The New York-based rights group also called on the UN’s Office of Legal Affairs to launch a formal investigation into the judges’ alleged misconduct and the UN’s oversight of the tribunal, saying that without such an inquest, the court’s “final shreds of credibility will be lost.”
Co-Investigating Judges Siegfried Blunk and You Bunleng have been under fire for months over their refusal to thoroughly investigate cases 003 and 004, which Prime Minister Hun Sen vociferously opposes.
In April, the judges closed their investigation into Case 003—in which two Khmer Rouge military commanders, Sou Met and Meas Muth, are accused of war crimes and crimes against humanity—without even interviewing the two suspects or examining crime scenes.
When the tribunal’s Co-Prosecutor Andrew Cayley tried to compel them to take remedial steps in the investigation, the judges refused based on a technicality. They are widely expected to issue an order soon dismissing the case.
The judges appear to have done similarly questionable work in Case 004, which is still technically open for investigation. UN staffers have resigned from the investigating judges’ office en masse since April, with some citing the dubious investigations as the impetus for their departure.
“This would be shocking for an ordinary crime, but it’s unbelievable when it involves some of the 20th century’s worst atrocities,” said Brad Adams, Asia director for Human Rights Watch, in a statement. “The Cambodian people have no hope of seeing justice for mass murder as long as these judges are involved.”

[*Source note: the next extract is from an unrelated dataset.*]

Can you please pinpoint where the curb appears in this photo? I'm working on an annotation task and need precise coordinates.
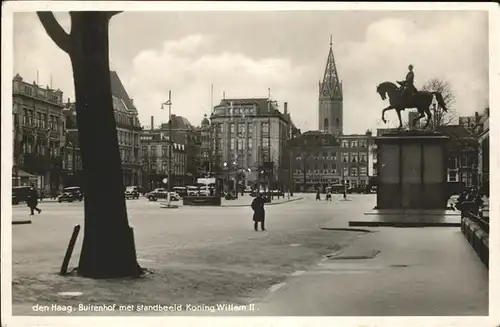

Human Rights Watch went on to criticize the judges’ “outrageous” treatment of victims, who have been refused the right to become civil parties even after they presented seemingly ironclad applications.
One of those victims, Rob Hamill, said yesterday he supported the call for the judges to resign.
Mr Hamill’s brother, Kerry, was captured off the southern coast of Cambodia in 1978 and ultimately murdered. Although prosecutors explicitly identified the capture of foreign nationals as a crime in Case 003, Mr Hamill’s application to seek reparations in the case was rejected by Judges Blunk and Bunleng, who said his suffering was not sufficiently “direct”.
“Resigning is the only decent thing the judges, particularly Blunk-whose actions have been particularly repugnant-can do now. Unless they change their rulings, of course,” Mr Hamill said in an e-mail.
Judge Blunk did not respond to a request for comment, while Judge Bunleng hung up on a reporter.
Speaking on behalf of the two judges, tribunal spokesman Lars Olsen said: “The co-investigating judges will continue to perform their duties independently. The ECCC proceedings have built-in checks and balances. Any decision by the co-investigating judges, when made, can be appealed to the Pre-Trial Chamber.”
However, the Pre-Trial Chamber is made up of three Cambodian and two international judges, making it unlikely that the chamber would produce a result contrary to the stated wishes of the Cambodian government.
“Since the ECCC was established, the Cambodian judges in the five-member Pre-Trial chamber have consistently toed the government’s line,” Human Rights Watch wrote in the statement.
HRW also blasted the UN for failing to respond to the serious allegations against the judges, even as its involvement in the tribunal lends credibility to the endeavor.
“UN participation and oversight has been seen as essential to making the ECCC a fair and competent tribunal because of the UN’s ability to bring professionalism and impartiality to the process. That assumption is now in question,” HRW stated.
A spokesman for the UN Secretary-General’s office and the Office of Legal Affairs did not immediately respond to questions.